The Capital Regional Hospital District has reached an agreement to buy the former Blanshard Elementary School property at 950 Kings Rd. from the Greater Victoria School District for $5.8 million.
Site of proposed Summit at Quadra Village care home at 955 Hillside Ave.
Care home site

The Capital Regional Hospital District has reached an agreement to buy the former Blanshard Elementary School property at 950 Kings Rd. from the Greater Victoria School District for $5.8 million.

With the purchase, the hospital district can consolidate land for its planned 320-unit seniors residential care facility, to be known as the Summit at Quadra Village

The facility at 955 Hillside Ave. is for seniors who need complex and dementia care. It will replace two aging facilities: Oak Bay Lodge, built in 1970, on Cadboro Bay Road in Oak Bay, which has 247 publicly subsidized units, and the 73-unit Mount Tolmie Hospital, built in 1964, on Richmond Road in Saanich.

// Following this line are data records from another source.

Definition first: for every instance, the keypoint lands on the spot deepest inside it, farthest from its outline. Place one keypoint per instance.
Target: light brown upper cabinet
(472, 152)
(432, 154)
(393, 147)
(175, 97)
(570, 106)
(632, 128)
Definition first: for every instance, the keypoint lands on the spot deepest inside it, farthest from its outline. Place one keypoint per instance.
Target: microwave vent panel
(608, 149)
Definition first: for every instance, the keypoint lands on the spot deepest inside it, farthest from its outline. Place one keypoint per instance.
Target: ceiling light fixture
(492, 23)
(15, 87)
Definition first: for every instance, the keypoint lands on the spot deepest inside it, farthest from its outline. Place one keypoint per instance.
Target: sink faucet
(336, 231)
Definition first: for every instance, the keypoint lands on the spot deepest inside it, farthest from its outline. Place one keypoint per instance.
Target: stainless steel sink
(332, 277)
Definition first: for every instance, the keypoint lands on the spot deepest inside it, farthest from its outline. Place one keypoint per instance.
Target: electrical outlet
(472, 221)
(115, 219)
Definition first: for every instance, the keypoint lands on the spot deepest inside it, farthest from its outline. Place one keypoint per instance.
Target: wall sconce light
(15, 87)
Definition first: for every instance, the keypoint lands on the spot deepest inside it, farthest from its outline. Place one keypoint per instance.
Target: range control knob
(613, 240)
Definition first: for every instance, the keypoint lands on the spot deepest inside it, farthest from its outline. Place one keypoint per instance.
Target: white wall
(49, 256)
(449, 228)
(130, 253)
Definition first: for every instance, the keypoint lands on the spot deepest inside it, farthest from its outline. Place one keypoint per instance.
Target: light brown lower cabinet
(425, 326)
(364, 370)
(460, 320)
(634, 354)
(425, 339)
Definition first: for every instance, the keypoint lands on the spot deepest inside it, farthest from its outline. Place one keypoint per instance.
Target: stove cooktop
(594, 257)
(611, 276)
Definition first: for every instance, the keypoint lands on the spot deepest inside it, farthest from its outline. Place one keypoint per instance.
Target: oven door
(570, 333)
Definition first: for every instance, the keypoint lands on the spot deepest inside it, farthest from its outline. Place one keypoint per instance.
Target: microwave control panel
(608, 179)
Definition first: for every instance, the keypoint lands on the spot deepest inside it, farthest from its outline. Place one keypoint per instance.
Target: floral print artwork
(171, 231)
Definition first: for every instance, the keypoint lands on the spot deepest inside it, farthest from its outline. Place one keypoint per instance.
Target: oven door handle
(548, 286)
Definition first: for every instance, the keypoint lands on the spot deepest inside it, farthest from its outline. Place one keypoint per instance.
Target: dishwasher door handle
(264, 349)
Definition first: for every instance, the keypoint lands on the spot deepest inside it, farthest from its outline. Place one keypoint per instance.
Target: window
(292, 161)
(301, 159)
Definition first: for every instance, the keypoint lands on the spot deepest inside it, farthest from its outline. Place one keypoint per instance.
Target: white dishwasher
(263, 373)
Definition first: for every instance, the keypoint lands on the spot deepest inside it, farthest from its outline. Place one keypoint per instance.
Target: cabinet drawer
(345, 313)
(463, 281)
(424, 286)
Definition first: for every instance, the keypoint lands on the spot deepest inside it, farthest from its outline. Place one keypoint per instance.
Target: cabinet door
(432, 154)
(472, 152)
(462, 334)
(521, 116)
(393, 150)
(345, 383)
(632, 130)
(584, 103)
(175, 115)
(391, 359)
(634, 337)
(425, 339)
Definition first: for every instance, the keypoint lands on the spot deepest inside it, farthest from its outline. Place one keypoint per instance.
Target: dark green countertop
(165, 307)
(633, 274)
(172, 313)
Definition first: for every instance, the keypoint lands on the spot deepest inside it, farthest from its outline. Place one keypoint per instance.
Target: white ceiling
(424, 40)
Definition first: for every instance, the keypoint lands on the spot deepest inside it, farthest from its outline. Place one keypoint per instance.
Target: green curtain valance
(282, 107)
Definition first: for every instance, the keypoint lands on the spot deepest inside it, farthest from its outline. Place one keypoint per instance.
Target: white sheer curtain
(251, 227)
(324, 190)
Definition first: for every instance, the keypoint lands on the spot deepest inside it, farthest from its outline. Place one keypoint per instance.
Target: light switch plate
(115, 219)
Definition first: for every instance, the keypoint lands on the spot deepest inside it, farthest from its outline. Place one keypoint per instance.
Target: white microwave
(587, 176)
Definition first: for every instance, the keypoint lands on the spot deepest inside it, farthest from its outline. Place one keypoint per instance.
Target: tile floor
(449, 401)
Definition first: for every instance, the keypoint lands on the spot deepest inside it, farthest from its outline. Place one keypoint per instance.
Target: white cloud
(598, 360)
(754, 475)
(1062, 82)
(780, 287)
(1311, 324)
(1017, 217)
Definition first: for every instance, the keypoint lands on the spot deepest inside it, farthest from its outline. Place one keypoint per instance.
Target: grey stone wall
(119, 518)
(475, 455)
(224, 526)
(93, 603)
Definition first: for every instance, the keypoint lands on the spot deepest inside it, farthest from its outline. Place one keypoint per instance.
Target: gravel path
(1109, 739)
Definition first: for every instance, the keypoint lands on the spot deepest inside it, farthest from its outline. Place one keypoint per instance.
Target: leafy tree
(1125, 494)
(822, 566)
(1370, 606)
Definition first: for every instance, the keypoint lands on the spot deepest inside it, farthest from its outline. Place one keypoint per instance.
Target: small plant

The hospital district announced the purchase of the 1.4-hectare property at 955 Hillside two years ago but that purchase didn’t include the parcel of land on which the school building sits and is currently leased to a private post-secondary education company.

No specific project is planned for the site at 950 Kings and its long-term development will be subject to further planning and community consultations, the hospital district said in a statement. Some of the property will be used during the Summit’s construction as a staging ground for construction materials, meeting space and for parking.

Victoria Coun. Ben Isitt, council liaison to the Hillside-Quadra neighbourhood, and a member of the hospital board, hopes some space, including possibly the school gym as well as green space might be made available to the community.

“I think potentially it could be really good news for the neighbourhood because there’s options for a community use along side a hospital use on that land,” Isitt said, adding he’s hopeful the city will be able to work with the hospital board to provide some sort of community benefit on the site.

“For 50 years, these lands were used for school purposes and there was a feeling [in the community] there should be something there … whether it’s repurposing the school gym for use by the community centre or using the grounds for gardening or other community uses. Maybe a section of blacktop could be used by the youth for skateboarding,” Isitt said.

“So I’m wanting to have those discussions with the CRD for what uses are there for that land.”

Purchase of the property will complement development of the Summit project and provide strategic value to the hospital district, its chairman said in a statement.

The Greater Victoria School District will hold a public information meeting Nov. 23 from 6 p.m. to 8 p.m. to provide additional information.

A public engagement process related to the design of the Summit will begin in December.

Construction of the Summit is expected to begin in late summer of 2016 and be completed in the spring of 2019.